Australia is being urged to strengthen its protections against financial crime emanating from China, with an expert warning the growing relationship with our biggest two-way trading partner creates opportunities for criminals.
Financial crime expert Simon Norton has also warned illegal investment might be pushing up house prices and driving legitimate local buyers out of the market.
Chinese investment in Australia's real estate industry has surged, increasing by 400 per cent in the five years to 2014-15 to reach $12 billion.
China is Australia's largest two-way trading partner and money flows from the Asian country into Australia also almost doubled in the five years to 2015-16, increasing from $42 billion to $77 billion.
"This economic relationship is mutually beneficial, but it also creates opportunities for criminals," Mr Norton said in a recent report published by the Australian Strategic Policy Institute in Canberra.
"The large volume of money, goods and people moving between the two countries makes it easier to conceal crimes, such as trafficked drugs or laundered money.
"Much activity also takes place online, making the cyber realm a major vector for cross-border criminal activity."
Mr Norton said real estate agents, conveyancers, lawyers and accountants should be regulated in Australia under the Anti-Money Laundering and Counter-Terrorism Financing (AML/CTF) Act.
"That a large portion of suspicious transfers between China and Australia go into real estate is a reminder of the need to harden Australia's anti-money laundering and counter-terrorism-financing system against the misuse of that sector by regulating real estate agents, conveyancers, lawyers and accountants under the AML/CTF Act," Mr Norton said.
"Australia has yet to do this despite proposing to do so for over a decade, and not regulating those industries makes Australia non-compliant with international AML/CTF standards."
He said if regulated, those industries would become responsible for a range of measures including verifying sources of wealth.
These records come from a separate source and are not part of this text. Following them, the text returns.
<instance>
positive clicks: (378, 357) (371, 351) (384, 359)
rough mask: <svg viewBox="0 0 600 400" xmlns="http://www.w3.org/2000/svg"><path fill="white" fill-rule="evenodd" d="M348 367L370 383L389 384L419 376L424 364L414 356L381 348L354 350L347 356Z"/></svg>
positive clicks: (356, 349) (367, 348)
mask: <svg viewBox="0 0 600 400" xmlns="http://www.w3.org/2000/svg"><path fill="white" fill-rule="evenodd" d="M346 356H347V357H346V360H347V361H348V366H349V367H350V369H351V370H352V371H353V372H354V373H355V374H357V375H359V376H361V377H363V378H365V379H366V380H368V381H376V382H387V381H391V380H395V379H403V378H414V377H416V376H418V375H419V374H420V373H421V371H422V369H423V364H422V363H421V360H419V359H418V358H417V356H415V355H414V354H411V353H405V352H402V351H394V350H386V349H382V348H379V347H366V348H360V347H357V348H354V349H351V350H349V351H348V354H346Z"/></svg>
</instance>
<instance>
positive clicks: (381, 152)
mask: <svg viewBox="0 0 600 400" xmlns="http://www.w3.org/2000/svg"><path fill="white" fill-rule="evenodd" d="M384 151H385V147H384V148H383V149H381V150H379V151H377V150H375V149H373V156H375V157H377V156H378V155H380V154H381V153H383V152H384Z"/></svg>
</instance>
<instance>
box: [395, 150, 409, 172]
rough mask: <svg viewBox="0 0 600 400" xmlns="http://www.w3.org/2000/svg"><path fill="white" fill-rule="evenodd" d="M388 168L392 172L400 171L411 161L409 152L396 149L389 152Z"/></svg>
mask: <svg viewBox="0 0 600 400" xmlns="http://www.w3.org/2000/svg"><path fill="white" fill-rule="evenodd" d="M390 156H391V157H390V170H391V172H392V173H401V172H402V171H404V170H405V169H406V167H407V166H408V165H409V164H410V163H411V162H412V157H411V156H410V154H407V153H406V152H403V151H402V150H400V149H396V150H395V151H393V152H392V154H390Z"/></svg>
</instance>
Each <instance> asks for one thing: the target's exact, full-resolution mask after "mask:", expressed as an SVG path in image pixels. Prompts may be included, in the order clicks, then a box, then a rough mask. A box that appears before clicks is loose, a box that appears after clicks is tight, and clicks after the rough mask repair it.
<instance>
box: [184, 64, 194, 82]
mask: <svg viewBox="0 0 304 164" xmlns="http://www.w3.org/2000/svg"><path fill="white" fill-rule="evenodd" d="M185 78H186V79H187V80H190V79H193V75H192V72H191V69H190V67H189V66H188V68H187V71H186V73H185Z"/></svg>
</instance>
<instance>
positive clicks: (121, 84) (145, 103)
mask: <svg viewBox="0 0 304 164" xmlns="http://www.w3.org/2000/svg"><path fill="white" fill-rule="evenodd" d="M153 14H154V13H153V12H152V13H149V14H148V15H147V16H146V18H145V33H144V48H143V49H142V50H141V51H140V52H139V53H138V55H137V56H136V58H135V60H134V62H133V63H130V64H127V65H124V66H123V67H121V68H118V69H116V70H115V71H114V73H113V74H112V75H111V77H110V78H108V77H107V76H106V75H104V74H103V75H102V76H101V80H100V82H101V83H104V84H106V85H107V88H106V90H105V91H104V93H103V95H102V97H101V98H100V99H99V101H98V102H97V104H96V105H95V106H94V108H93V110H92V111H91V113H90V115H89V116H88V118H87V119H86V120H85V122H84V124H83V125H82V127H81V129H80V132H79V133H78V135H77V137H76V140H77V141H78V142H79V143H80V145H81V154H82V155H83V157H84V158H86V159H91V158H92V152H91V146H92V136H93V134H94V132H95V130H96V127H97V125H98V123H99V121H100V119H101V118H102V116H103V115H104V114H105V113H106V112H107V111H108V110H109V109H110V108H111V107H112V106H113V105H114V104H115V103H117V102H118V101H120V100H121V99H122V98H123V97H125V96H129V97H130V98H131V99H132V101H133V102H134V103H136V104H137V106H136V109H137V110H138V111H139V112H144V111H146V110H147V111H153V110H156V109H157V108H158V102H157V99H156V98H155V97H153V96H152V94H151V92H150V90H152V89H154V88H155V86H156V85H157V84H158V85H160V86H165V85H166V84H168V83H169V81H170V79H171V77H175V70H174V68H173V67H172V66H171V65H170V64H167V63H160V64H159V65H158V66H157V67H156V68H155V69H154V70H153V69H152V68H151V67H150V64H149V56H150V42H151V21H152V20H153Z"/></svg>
They would also be required to report suspicious matters to the federal government's financial intelligence agency, AUSTRAC.
That a large portion of suspicious transfers between China and Australia go into real estate is a reminder of the need to harden Australia's anti-money laundering and counter-terrorism-financing system.Financial crime expert Simon Norton
Mr Norton said illegal investment could push up asset prices, including house prices, pushing legitimate local buyers out of the market.
"This is particularly troublesome considering the problem of housing affordability in Australia," he said.
In a statement, the Department of Home Affairs said the government was committed to continually improving its anti-money laundering and counter-terrorism financing laws "without placing undue burden on industry".
The government passed the first phase of reforms to Australia's anti-money laundering and counter-terrorism financing regime in 2017, expanding the regime so that it also regulated digital currency exchanges.
The department said consultation was under way on more reforms, which included strengthening Australia's money laundering offences.
Mr Norton also called for the federal government to expand the role of the Foreign Investment Review Board, which examines foreign investment proposals and advises the treasurer and government.
Mr Norton said the board's role should grow to include investigating the sources of money for proposed foreign investments.
Treasurer Josh Frydenberg did not directly address that possibility when asked for comment, but said foreign investment was "an important contributor to Australia's economy and standard of living".
"Australia maintains a non-discriminatory, case-by-case approach to considering foreign investment proposals," Mr Frydenberg said.
Mr Norton's calls are among nine recommendations for the federal government.
While he has recommended Australia strengthen its protections, Mr Norton said Australian police already had one of the strongest relationships of any Western liberal democracy with Chinese law enforcement.